Desde aquí se comprende por qué la Navidad no puede identificarse con ortodoxias rígidas, disciplinas inventadas o ritos mecánicos. No los niega necesariamente, pero los relativiza, los filtra: ¿humanizan o deshumanizan? Cuando una práctica religiosa produce miedo, exclusión o superioridad moral, ha dejado de transparentar el misterio del Dios hecho niño: “Una fe que no libera al ser humano concreto se convierte en blasfemia piadosa” (Sölle, Más allá de la mera obediencia).
Por eso puede dialogar con las ciencias, con la política, con la cultura y con los movimientos sociales, sin confundirse con ninguno y enriqueciendo una civilización nueva. Su pivote es siempre “las bienaventuranzas”: la centralidad de la vida vulnerable, del que sufre, del descartado. Allí donde una institución, incluso eclesial, se vuelve muralla defensiva para "perfectos" en lugar de puente para vulnerables, ya no hay Navidad.
Uno de los mayores malentendidos religiosos ha sido confundir la salvación con la “angelización” del ser humano: exigir pureza sin cuerpo, obediencia sin conciencia, espiritualidad sin historia. La Navidad desmiente radicalmente esa deriva… para oprimir. Dios no viene a sacarnos de la condición humana, sino a habitarla y dignificarla. Jesús no busca que dejemos de ser humanos, sino que lo seamos plenamente, porque Dios no renuncia a su Creación primera, sino que la cura y plenifica.
"El grado de civilización y progreso de una sociedad se mide por cómo trata a sus pobres" (Francisco). La Navidad eleva esta intuición: Dios se identifica con el niño, con el débil, con quien no cuenta. Su proyecto no es condenar, sino misericordiar (Jn 3, 17). No viene a imponer desde fuera, sino a suscitar desde dentro, acompañando procesos de reconciliación, justicia y cuidado, vengan de donde vengan:"Ubi caritas et amor, Deus ibi est" (Donde hay Amor, allí está Dios) .

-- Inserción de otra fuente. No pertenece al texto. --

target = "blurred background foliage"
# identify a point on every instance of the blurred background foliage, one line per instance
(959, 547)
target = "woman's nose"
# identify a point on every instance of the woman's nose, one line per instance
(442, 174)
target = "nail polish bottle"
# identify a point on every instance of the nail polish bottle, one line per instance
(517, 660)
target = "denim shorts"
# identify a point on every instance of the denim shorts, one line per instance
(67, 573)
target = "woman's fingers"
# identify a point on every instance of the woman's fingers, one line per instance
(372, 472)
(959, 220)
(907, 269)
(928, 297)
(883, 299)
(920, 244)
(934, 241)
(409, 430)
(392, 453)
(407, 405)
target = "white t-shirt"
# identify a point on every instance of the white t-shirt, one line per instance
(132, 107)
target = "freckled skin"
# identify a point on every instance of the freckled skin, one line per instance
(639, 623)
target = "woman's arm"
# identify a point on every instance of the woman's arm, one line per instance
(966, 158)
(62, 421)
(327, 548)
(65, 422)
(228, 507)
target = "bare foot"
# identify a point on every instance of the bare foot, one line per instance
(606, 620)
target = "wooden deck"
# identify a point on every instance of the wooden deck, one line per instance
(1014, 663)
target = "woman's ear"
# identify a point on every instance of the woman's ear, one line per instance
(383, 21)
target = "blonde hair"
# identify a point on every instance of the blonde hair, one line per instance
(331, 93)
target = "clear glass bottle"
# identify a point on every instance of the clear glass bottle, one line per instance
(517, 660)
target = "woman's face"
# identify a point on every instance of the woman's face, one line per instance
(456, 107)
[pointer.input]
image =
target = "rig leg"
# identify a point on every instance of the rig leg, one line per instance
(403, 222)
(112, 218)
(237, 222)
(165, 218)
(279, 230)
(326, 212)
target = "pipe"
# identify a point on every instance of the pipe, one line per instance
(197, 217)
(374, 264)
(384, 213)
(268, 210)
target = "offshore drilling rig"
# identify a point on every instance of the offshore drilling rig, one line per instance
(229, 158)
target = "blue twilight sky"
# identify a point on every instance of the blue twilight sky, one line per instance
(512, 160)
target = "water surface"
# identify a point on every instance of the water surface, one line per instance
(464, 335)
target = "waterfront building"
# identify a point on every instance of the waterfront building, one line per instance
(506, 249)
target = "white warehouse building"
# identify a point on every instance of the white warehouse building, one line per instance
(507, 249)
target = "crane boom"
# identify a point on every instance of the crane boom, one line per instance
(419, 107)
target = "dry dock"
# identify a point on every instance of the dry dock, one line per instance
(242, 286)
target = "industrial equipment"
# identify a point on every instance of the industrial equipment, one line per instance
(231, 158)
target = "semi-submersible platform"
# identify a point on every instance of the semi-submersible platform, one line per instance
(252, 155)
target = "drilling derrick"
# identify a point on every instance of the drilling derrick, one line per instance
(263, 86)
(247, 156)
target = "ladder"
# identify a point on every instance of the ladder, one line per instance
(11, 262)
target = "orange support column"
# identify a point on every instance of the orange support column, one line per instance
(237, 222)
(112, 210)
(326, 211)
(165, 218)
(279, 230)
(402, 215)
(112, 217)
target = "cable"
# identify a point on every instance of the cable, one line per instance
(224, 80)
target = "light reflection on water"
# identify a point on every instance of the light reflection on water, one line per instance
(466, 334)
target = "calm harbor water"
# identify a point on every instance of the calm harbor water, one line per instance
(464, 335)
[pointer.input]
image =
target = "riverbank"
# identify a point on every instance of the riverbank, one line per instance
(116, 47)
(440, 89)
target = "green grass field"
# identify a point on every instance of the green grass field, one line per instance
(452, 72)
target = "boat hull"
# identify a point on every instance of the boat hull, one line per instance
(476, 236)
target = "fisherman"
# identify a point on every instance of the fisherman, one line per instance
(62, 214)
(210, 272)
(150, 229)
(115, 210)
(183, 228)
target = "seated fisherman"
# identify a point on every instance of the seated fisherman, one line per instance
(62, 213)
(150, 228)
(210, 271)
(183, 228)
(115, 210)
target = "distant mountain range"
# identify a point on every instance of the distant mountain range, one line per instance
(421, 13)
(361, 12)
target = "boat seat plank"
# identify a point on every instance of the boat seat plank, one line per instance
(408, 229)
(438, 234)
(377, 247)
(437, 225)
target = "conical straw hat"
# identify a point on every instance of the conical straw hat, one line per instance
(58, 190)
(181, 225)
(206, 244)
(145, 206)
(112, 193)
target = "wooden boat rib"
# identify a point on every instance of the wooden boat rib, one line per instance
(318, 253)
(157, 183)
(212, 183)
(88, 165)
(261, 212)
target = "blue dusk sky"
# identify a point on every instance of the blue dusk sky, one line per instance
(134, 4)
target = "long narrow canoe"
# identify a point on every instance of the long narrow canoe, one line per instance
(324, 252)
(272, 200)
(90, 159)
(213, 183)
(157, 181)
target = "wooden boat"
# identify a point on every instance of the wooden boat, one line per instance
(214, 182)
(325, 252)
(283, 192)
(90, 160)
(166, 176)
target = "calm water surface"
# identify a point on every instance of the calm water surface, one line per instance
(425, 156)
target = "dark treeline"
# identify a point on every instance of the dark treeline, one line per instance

La Navidad es un acontecimiento único e irrepetible, pero no cerrado ni estático. Su novedad no pertenece solo al pasado; sigue desplegándose en su comprensión y en su alcance histórico. Cada generación está llamada a redescubrirla, no para domesticarla, sino para dejarse interpelar por ella. Como toda gracia auténtica, la Navidad no se posee: se recibe y se comparte.